In this notebook I'm going to demonstrate how to construct a machine learning model (a neural net) learns to do binary operations such as AND, OR, and XOR.

This example only shows the model that does XOR operation, beacuse one can train the AND or OR operation model simply by 1) using the same neural net architechture that is used to train the XOR model and change the labels of the training dataset, or 2) creating a neural net without a hidden layer.

The training dataset is simply the XOR truth table that looks like this:

In [1]:
%%latex 
\begin{array}{|c|c|c|}
\hline 
A & B & Output \\\hline
0 & 0 & 0 \\\hline
0 & 1 & 1 \\\hline
1 & 0 & 1 \\\hline
1 & 1 & 0 \\\hline
\end{array}

<IPython.core.display.Latex object>

One can see that the outputs of XOR operation is not easily seperated by a straight line, such as the AND and OR operation.

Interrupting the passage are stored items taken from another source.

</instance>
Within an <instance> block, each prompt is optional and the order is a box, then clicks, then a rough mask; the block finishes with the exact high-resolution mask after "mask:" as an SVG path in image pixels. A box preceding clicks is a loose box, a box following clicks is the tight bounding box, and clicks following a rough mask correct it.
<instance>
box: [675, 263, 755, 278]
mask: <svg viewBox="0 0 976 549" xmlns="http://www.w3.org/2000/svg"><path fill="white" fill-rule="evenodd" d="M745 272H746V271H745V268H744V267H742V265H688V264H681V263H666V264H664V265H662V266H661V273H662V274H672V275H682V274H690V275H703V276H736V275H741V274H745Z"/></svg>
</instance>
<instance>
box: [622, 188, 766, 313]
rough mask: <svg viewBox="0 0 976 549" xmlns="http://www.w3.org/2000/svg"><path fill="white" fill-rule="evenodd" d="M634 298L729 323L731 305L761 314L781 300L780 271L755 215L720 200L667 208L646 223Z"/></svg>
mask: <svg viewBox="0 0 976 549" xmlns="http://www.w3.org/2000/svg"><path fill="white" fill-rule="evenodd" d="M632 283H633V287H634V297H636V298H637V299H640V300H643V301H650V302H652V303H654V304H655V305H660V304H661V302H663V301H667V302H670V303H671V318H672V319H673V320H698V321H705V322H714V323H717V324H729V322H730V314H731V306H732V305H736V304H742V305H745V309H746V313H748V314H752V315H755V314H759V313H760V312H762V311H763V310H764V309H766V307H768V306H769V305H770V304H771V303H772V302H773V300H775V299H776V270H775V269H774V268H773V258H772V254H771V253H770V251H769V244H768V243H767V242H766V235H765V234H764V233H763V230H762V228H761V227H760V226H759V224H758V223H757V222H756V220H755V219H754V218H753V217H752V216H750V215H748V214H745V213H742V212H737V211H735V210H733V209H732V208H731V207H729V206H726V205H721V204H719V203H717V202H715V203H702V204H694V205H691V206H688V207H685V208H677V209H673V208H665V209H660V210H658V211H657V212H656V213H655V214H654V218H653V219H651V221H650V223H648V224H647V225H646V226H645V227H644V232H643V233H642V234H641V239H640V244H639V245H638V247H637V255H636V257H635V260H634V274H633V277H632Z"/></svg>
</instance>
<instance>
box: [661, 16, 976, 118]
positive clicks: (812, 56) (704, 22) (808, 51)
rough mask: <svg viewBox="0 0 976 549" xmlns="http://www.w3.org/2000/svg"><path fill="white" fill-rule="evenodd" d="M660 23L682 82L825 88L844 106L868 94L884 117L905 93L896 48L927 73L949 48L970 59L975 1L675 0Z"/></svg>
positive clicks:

The model architecture that would be used in this example is the simplest type of a neural net that has a hidden layer between the input layer and the output layer. This hidden layer allows the model to learn a rule to draw a complex boundary between the two classes (True,False). One can increase the number of layers or the number of nodes in the hidden layer as one desires and achieve the same goal. Instead of wasting computational resources, this example only uses one hidden layer with 2 nodes.

In [2]:
import numpy as np
from sklearn.metrics import mean_squared_error
np.random.seed(99)
def sigmoid(z):
    return 1/(1+np.exp(-z))
def sigmoid_d(x):
    return sigmoid(x)*(1-sigmoid(x))
def MSE(pred,target):
    return mean_squared_error(pred,target)

# Define train dataset: X with labels y
X = np.array([[0,0],[0,1],[1,0],[1,1]])
y = np.array([[0],[1],[1],[0]])
# Preprocessing
X = X.T

#Define model architecture: 
unit_l1= 2 #nodes in layer1(hidden layer)
unit_l2= 1 #nodes in layer2(output)

#weights and intercepts
W1=np.random.rand(unit_l1,X.shape[0])
W2=np.random.rand(unit_l2,unit_l1)
b1 = np.random.rand(unit_l1,1)
b2 = np.random.rand(unit_l2,1)

#learning rate
lr = 0.1

In [3]:
m = y.shape[1]
costs=[]
for iters in range(20000):
    #Forward path
    Z1 = np.matmul(W1,X) + b1
    A1 = sigmoid(Z1)
    Z2 = np.matmul(W2,A1) + b2
    A2 = sigmoid(Z2)
    
    #Calculating cost
    cost = MSE(A2,y.T)
    
    #Backward path
    MSE_d = A2 - y.T
    d_Z2 = MSE_d * sigmoid_d(Z2)
    d_W2 = np.matmul(d_Z2,A1.T)
    d_b2 = np.sum(d_Z2,axis=1,keepdims=True)
    
    d_A1 = np.matmul(W2.T,d_Z2)
    d_Z1 = d_A1 * sigmoid_d(Z1)
    d_W1 = np.matmul(d_Z1,X.T)
    d_b1 = np.sum(d_Z1,axis=1,keepdims=True)
    
    #Update
    W2 -= d_W2 * lr
    b2 -= d_b2 * lr
    W1 -= d_W1 * lr
    b1 -= d_b1 * lr
    if iters % 5000 == 0:
        costs.append(cost)
        print ("Cost per iters %i: %f" %(iters, cost))


Cost per iters 0: 0.385695
Cost per iters 5000: 0.054040
Cost per iters 10000: 0.003333
Cost per iters 15000: 0.001549


Evaluation

In [4]:
test_set = np.array([[1,0]]).T
output_ = sigmoid(np.matmul(W2,sigmoid(np.matmul(W1,test_set) + b1))+ b2)
print(output_)

[[0.97002708]]